NOTE, especially for reheating frozen tamales, but can apply to the refrigerated ones as well: if you are not sure your tamales are cooked, use a kitchen thermometer.
You can insert it through the husk and read it easily: they should be at least 165 F. If they are not there yet, keep cooking! This note is particularly important if your tamales contain any kind of meat or animal product.
Serving and enjoying tamales
This dish, with its many delicious varieties and very long history, brings us exotic and comforting flavor. It’s to be enjoyed best surrounded by your community!
So invite all your friends or family over, get some tamales, and use any of these methods to heat them up.
When you serve them, make sure to accompany them with dips, cheese, and salt and pepper. This way, each guest will be able to customize their tamales to their own taste!

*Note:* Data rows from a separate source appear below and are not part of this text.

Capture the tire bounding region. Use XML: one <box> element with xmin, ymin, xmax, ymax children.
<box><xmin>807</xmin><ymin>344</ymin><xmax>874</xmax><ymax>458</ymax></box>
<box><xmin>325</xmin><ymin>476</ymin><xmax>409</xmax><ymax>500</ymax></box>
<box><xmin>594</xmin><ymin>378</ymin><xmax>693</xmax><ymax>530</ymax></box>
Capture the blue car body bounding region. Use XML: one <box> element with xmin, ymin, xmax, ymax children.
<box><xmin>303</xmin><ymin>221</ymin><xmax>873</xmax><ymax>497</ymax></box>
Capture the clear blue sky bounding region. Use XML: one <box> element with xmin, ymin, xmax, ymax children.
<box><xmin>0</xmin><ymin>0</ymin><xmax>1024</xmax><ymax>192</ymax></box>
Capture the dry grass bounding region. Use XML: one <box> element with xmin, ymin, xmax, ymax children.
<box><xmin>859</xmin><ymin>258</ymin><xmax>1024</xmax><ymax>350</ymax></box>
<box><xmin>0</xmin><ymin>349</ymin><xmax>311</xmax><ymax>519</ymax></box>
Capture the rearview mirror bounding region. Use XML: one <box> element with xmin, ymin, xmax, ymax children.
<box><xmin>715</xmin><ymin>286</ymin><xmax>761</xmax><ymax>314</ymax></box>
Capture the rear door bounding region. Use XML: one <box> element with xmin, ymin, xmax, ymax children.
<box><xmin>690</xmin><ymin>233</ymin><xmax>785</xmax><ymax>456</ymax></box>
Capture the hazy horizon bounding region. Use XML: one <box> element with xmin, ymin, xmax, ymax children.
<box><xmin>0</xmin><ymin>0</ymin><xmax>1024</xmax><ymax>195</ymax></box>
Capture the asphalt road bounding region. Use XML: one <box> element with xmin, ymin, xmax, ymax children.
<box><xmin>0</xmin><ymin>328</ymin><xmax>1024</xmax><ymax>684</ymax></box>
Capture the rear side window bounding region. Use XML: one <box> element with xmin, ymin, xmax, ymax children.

And you, the cook, will be able to relax, shine, and enjoy along with everyone else.
A quick recap
Long story short, you can keep premade tamales in the fridge or freezer. If they are in the freezer, you might want to thaw them before reheating.
When you choose a method to warm up the tamales, you have the option to do so in the oven (crispy and simple, my favorite!), in a steamer basket (to retain the authentic texture and flavor), or in a pan (fun and fast, only a little bit oily).
How to reheat tamales? Whichever path you take, the results will always be delicious!